For the avoidance of doubt, NNPC Ltd does not issue import licenses for diesel or any petroleum product for that matter. This is because, NNPC Ltd, as provided in Section 64 of the PIA, is an operator just like any other company that operates in the oil and gas sector, and not a regulator. The PIA makes provision for the establishment of two regulatory agencies in the sector.

They are the Nigerian Midstream and Downstream Petroleum Regulatory Authority (NMDPRA) and the Nigerian Upstream Petroleum Regulatory Commission (NUPRC). The newspaper actually acknowledged these two regulatory agencies in the editorial.

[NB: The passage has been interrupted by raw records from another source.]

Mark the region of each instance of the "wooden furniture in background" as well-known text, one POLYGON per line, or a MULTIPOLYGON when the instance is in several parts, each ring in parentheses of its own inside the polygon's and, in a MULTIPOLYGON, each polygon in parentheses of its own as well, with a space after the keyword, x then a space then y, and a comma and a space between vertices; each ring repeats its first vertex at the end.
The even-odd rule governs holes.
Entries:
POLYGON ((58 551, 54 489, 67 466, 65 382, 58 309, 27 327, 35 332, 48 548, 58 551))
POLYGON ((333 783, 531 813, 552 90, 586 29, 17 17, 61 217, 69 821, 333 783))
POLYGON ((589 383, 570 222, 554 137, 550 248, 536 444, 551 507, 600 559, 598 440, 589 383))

But how it came by the idea that the NNPC Ltd issues import licenses to marketers, a clear regulatory function, is really difficult to understand. This, however, goes to show that the newspaper and its editors know very little about the subject matter of their editorial.

On the allegation that NNPC Ltd runs a monopoly in the importation of petrol, here are the facts that the BusinessDay failed to acknowledge in its editorial.

When the downstream sector was deregulated on 29th May, 2023, with President Bola Ahmed Tinubu’s declaration that fuel subsidy was gone, every petroleum marketer was automatically empowered to import the product and sell at whatever price(s) they chose.

NNPC Ltd only stepped in to close the gap as a supplier of last resort, a role assigned to it by the framers of the PIA to guarantee energy security for the nation. NNPC Ltd did not muscle any marketer out of petrol importation to become a monopoly.

Besides, it does not look like the company is making any profit from being the sole importer of petrol which is usually the major objective of monopolists.

In fact, by playing this role of sole importer of petrol at this time when others are not able to import the product, NNPC Ltd has proved to be a huge asset to the nation- much more of an asset than the BusinessDay would want Nigerians and the world to believe!